[plt-dev] component delivery, a social experiment
Ladies and gentlemen,
Eli spent my first hour++ in my office this morning pointing our
serious flaws in our world. Here are two important points, and I am
putting them up for discussion here with a request for sensible
comments:
1. In some way we have been conducting a social experiment for the
past 10 days or so. As you all know, Eli spent a considerable time
creating the nightly build framework when he first arrived here. From
the nightly build, Eli's software also creates a nightly set of
deliveries and puts them up on the web somewhere. What you ma not
realize is that the nightly builds have been broken for some 10 days
due to the check-in of a module that breaks the component delivery
mechanism.
Nobody complained, so our conclusion was that nobody noticed. Our
second corollary was that perhaps we only have a camel-back
distribution of users: those who use svn and build from svn and those
that use only the releases. (As Eli walked out of my office, I
switched to my email and the first message contained a complaint about
the missing nightly deliveries.

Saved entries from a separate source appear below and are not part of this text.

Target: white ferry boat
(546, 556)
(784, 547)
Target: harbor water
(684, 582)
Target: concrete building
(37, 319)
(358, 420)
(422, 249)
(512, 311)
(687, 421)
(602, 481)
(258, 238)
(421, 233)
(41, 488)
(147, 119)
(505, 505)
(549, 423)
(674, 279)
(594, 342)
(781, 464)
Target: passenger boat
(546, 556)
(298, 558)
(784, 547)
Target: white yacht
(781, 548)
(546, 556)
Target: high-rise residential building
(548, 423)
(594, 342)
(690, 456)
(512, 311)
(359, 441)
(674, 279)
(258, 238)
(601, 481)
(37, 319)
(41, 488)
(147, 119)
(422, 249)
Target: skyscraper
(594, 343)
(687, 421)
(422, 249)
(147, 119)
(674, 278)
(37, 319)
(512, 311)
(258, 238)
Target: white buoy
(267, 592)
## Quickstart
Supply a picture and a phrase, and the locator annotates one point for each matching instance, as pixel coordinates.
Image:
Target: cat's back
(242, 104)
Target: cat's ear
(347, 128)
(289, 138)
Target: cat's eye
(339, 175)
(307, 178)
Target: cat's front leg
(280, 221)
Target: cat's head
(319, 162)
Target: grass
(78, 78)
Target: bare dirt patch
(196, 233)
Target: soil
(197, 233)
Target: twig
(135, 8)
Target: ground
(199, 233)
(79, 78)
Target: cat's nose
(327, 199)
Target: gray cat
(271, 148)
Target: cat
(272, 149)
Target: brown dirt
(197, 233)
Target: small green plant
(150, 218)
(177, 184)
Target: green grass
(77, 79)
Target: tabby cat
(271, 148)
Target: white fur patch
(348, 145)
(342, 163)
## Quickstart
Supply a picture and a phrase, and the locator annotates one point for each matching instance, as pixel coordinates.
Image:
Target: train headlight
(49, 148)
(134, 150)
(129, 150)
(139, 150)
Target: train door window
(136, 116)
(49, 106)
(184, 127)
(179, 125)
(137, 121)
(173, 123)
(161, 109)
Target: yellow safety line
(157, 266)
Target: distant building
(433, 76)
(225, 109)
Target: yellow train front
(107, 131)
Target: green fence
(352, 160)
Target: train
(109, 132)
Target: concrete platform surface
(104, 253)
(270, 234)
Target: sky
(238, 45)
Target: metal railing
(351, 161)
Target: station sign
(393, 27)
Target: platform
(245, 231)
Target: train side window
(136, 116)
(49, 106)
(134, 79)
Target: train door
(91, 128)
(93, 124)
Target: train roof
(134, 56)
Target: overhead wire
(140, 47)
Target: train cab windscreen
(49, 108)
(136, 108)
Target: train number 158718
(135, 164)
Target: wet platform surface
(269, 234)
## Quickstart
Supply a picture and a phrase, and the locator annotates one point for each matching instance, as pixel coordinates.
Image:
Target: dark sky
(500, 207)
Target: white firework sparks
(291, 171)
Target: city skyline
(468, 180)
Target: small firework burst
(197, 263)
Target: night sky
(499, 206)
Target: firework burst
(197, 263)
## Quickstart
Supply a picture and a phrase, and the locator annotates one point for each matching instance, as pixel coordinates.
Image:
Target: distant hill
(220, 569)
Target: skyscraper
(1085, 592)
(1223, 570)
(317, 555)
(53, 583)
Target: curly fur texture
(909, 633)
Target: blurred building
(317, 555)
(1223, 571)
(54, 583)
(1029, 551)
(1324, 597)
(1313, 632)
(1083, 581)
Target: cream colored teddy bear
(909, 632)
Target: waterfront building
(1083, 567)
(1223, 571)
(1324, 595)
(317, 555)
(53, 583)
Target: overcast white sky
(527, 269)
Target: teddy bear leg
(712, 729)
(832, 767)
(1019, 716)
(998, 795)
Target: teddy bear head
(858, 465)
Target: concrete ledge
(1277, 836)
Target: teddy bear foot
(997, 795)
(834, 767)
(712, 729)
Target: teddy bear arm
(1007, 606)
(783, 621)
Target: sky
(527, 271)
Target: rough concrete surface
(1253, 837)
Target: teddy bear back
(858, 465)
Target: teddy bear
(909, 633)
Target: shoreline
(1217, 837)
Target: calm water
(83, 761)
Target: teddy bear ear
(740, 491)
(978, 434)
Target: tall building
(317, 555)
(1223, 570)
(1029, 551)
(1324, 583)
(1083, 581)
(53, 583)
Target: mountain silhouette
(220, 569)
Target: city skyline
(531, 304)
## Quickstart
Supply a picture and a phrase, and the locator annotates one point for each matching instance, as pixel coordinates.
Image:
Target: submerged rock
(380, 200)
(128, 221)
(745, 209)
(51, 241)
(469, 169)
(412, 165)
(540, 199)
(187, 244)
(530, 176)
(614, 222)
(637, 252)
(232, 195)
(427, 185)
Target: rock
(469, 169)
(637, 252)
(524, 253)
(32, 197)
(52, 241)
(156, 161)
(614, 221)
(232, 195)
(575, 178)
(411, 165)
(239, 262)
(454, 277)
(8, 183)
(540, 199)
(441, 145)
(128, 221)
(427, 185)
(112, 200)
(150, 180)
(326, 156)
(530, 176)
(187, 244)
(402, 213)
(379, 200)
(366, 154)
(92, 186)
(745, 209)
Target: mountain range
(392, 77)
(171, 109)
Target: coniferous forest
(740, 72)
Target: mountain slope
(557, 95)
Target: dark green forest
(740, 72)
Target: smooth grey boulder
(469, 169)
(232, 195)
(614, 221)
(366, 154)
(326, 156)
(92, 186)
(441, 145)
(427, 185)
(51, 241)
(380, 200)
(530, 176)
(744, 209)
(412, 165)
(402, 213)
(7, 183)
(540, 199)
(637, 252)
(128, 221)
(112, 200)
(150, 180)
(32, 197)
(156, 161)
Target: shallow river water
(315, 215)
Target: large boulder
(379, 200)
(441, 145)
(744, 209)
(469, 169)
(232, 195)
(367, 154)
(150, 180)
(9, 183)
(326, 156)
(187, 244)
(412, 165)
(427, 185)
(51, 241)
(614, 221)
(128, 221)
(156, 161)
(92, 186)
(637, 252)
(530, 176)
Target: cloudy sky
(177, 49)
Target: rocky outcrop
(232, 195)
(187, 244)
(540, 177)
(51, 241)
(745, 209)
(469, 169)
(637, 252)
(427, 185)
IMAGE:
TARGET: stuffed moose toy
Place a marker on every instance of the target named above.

This means we know of one user of the
deliveries.)
2. Which brings me to the topic of "delivery by component." Apparently
few, if anyone here, is aware of Eli's carefully arrange delivery
layers:
-- smallest: plain mzscheme, no mred, no docs
-- mid size: mred, drscheme, no docs
-- largest: everything
Eli tells me that there are numerous people who use 'smallest'; I
don't know about mid.
He (and I and I know Robby) have for a long time envisioned a delivery
system that starts with a core package and then asks (possibly via
some gui) what other packages should be installed, e.g., the 'mred'
layer or the server. The three-tier delivery system is a first step
toward this component-oriented delivery.
Eli has carefully maintained a dependency graph and list (that takes
some 11megs) among the various files (8 platforms, 3 tiers, everything
spelled out). Since people aren't really aware of this system, they
easily and apparently relatively often break the non-cyclic
dependencies. (I am guilty of doing this myself when I wrote the first
docs that depended on slideshow.)
In my opinion, we have two options:
-- drop the dependency system and just deliver one large package
-- enforce the dependencies. If you break them, you get a message.
If you don't clean them up in N hours, the file is removed.